Maduro attempts to seize power of Venezuelan legislature
Juan Guaidó climbs a railing in an attempt to reach the National Assembly building in Caracas, Jan. 5. Photo: Federico Parra/AFP via Getty Images
Venezuela’s government disrupted a National Assembly leadership election on Sunday, with security forces forcibly blocking opposition leader Juan Guaidó — who is recognized by the U.S. and nearly 60 other countries as the legitimate president — from entering the chamber so it could swear in a candidate loyal to President Nicolás Maduro.
Why it matters: Guaidó’s international legitimacy rests on the fact that, as assembly president, he is Venezuela’s highest-ranking official to have been democratically elected. Sunday's events could muddy those waters and further strengthen Maduro’s hold on power.
The big picture: The hope that desperate Venezuelans placed in Guaidó after he proclaimed himself president last January has gradually faded, particularly after an audacious attempt to seize power failed in April.
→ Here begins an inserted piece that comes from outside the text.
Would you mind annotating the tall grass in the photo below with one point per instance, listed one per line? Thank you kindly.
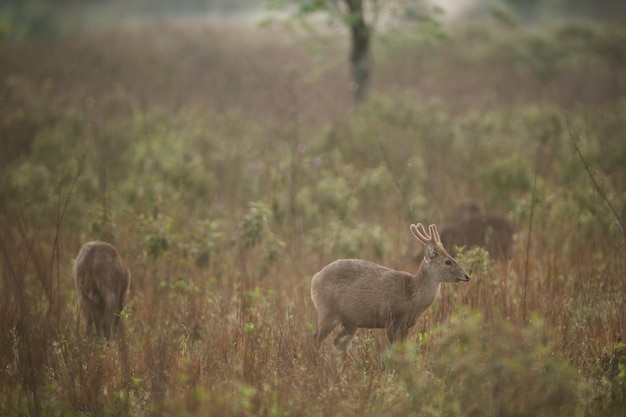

- Today, Maduro pressed his advantage. The move followed allegations that Maduro was attempting to use bribery to fix the vote.
- The opposition could struggle to regroup now after apparently losing control of what had been the last government institution not controlled by Maduro’s autocratic regime.
Flashback: Asked last month by Axios about this scenario — in which a Maduro loyalist claimed the assembly presidency by dubious means — Colombia’s ambassador to Washington shook his head: “We don't even want to think about that.”